Sözü uzatmaya neden mecbur olalım? Rakım birkaç sene bu işe devam ettikten sonra ayda yirmi otuz liraya kadar kazanmaya başladı fakat biçare çocuk bu parayı kazanabilmek için günün yalnız yedi saatini uyku, istirahat ve yeme içmeye ayırıp günün on yedi saatini tamamen çalışmakla geçirirdi.

Salıpazarı’ndaki evini tadilattan geçirdi. Pek güzel ve rahat bir şekilde dayadı döşedi. Kendisine bir kütüphane yaptı. Burada Türkçe ve Fransızca olmak üzere en güzel eserleri topladı. Bu kadar masrafla beraber yine de Rakım’ın kesesinde para eksik olmazdı.

Dadısı birkaç defa Rakım’ı evlendirmeye kalkıştı. Rakım kendisinin evlenmeye ihtiyacı olmadığını söyledi.
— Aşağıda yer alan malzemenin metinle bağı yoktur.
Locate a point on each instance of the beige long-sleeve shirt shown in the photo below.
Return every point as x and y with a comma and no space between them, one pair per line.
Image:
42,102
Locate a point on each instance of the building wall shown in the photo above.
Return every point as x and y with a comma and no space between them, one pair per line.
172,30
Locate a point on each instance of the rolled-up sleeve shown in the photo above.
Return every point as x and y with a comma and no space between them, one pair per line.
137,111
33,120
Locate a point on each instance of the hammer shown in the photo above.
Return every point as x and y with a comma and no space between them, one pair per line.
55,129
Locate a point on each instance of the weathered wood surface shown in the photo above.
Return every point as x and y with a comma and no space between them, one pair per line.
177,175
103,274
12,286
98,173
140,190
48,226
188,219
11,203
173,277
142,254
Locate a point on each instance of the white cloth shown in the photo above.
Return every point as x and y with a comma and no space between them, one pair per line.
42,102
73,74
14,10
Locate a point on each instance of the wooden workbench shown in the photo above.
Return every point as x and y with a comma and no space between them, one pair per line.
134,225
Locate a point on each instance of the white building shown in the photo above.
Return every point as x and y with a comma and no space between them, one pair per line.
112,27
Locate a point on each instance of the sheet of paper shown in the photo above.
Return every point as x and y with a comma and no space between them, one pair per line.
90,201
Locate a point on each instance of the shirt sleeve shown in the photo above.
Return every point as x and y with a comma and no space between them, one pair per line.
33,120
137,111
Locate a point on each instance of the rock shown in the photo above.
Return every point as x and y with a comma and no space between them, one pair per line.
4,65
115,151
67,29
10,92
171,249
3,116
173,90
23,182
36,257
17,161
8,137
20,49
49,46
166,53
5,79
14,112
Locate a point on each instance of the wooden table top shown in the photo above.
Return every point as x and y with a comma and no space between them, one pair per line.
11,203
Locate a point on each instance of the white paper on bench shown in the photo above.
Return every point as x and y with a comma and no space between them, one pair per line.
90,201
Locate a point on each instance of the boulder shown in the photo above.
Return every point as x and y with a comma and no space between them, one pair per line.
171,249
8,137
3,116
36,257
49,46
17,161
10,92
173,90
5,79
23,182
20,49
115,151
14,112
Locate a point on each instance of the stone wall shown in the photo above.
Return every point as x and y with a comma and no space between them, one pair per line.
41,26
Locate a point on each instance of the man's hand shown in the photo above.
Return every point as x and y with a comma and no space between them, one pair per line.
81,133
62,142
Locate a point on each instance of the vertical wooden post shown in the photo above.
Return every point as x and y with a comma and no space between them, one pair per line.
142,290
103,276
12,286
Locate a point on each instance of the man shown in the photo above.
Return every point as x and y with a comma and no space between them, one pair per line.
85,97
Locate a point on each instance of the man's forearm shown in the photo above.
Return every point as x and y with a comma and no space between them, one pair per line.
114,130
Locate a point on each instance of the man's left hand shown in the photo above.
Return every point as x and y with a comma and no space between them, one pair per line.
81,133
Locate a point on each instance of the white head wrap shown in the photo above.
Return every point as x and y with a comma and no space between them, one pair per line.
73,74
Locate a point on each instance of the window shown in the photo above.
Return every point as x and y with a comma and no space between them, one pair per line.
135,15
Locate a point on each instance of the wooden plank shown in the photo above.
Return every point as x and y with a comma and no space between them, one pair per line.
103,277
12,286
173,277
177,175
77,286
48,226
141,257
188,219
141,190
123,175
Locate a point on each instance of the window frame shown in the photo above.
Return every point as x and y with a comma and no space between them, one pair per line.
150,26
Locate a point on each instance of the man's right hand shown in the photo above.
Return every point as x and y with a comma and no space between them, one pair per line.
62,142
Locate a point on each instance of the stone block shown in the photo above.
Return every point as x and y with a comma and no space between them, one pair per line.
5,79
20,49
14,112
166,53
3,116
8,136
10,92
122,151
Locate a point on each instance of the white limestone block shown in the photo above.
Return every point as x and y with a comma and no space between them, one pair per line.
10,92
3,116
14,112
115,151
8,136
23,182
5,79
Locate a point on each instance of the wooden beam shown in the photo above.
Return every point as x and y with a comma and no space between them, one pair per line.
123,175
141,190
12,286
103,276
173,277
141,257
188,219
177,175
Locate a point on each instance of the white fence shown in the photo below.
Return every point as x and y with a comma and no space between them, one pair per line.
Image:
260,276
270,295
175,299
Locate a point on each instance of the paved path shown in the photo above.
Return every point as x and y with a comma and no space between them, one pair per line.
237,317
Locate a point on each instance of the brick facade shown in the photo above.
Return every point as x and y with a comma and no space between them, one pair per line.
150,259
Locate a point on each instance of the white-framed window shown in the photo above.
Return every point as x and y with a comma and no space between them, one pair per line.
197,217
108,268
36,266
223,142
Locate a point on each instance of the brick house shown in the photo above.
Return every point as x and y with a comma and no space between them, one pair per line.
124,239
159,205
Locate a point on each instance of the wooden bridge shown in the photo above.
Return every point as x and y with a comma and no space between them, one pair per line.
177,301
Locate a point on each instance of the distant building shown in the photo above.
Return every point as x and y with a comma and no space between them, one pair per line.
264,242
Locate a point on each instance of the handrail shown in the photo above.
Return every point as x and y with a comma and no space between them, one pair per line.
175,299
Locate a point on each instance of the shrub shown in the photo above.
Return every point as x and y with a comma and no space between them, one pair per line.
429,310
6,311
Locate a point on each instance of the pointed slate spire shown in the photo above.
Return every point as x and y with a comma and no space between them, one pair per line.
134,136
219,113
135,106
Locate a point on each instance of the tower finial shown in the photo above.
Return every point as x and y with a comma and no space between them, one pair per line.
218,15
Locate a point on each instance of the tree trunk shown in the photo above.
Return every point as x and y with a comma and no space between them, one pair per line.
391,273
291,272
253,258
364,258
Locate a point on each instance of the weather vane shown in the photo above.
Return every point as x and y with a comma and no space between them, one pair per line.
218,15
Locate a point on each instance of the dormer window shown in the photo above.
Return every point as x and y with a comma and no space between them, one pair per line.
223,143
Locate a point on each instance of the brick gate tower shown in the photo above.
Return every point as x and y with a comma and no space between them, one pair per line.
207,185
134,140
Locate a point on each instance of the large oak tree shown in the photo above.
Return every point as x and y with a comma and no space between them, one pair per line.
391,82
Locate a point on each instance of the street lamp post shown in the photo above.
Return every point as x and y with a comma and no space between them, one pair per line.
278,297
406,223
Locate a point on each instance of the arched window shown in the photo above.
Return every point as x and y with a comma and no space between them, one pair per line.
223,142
Sadık Fedayi ev içine bir gelin gelmesini yalnız Rakım için istemeyip ihtiyarlık zamanında kendisine can yoldaşı olabilecek bir arkadaşa ihtiyacı olduğunu arz edince Rakım işin bu cihetini münasip görerek bir cariye alınmasına karar verdi.

Dadısının, tanıdığı bazı esircilere sipariş etmiş olduğu cihetle öteden beriden birkaç Arap cariye gelirdi. Fedayi bunları bir, nihayet iki gün tecrübe eder, beğenmez, yine iade ederdi. Bir gün Rakım Efendi, Tophane’den Beyoğlu’na çıkmak için Kumbaracı Yokuşu’na kestirmeden varmak üzere Karabaş’tan geçer. Bu dere üzerinde ihtiyar, ak sakallı bir Çerkez’in, yanında bir kızla birlikte bir kapıyı çaldığını gördü. Kıza dikkatle baktı. Baktığı anda yüreği kıza tutulduysa da Neme lazım! Dadım beyaz istemiyor, Arap istiyor, bu bizim işimize gelmez, diye geçip yürüyüvermişti. Zira ak sakallı ihtiyarın yanında bulunan kız beyaz tenli ve güzel bir Çerkez’di.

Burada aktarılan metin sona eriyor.